Now that would be a great game, and is the kind of thing that games should aim for. I think it would be a tremendous achievement if a game required a commitment to a set of values. Because computer games indicate what you "should" do by rewarding you though it's hard to get away from motivating people to gratify themselves. I think the form itself is at odds with selflessness. OTOH I've never designed a game so I'm not qualified to say what's impossible.
When the axe came to the forest, the trees said, "Look out - the handle was once one of us."
will the "persistent" online alter-ego also be able to get sent home after going loco, suffer from post traumatic stress syndrome and become unable to function in a normal day to day life. Lose its wife and children and become a sad alcoholic.
"who hasn't seen one of these games--known as first-person shooters--here's the gist of them. You're placed in a combat zone, armed with a weapon of your choice, and sent out to find and kill other players.

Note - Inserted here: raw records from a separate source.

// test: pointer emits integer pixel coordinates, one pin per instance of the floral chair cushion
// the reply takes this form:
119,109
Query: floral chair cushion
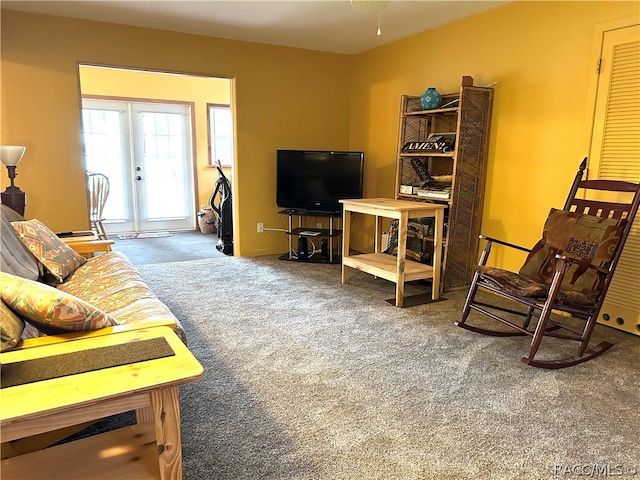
49,309
11,328
56,256
588,239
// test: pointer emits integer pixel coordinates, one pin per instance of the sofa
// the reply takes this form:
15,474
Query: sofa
52,293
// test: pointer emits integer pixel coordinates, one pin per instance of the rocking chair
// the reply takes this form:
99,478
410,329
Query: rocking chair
568,271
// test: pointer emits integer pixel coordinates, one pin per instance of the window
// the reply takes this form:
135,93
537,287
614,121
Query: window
220,134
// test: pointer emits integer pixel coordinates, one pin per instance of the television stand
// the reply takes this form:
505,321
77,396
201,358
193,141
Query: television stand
316,237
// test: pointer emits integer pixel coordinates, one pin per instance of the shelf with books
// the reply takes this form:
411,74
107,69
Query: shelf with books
464,117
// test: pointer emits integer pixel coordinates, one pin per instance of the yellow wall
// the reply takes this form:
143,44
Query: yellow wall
284,98
541,55
138,85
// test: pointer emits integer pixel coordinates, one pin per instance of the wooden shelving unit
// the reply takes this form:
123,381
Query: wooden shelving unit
465,165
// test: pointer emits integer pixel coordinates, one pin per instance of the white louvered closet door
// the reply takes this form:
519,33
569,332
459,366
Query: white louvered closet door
615,154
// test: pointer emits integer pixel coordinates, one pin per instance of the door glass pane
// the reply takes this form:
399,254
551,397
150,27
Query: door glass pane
221,135
102,134
164,169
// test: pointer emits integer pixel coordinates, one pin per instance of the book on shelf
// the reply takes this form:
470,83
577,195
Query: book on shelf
440,194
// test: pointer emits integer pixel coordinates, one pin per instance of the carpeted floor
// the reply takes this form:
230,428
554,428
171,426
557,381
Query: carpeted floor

Knife them, club them, blow them apart with a shotgun, set them afire, vaporize them with a shoulder-launched missile, drill them through the head with a sniper rifle--the choice is yours. Depending on the game, blood will spray, mist or spout. Sometimes your kills collapse in crumpled heaps, clutching their throats and twitching convincingly. Sometimes they cry in pain with human voices. Their bodies lay there for a while so you can feed off them if necessary, restoring your own health. Then you can grab their weapons and set off to find another victim, assuming you don't get killed first."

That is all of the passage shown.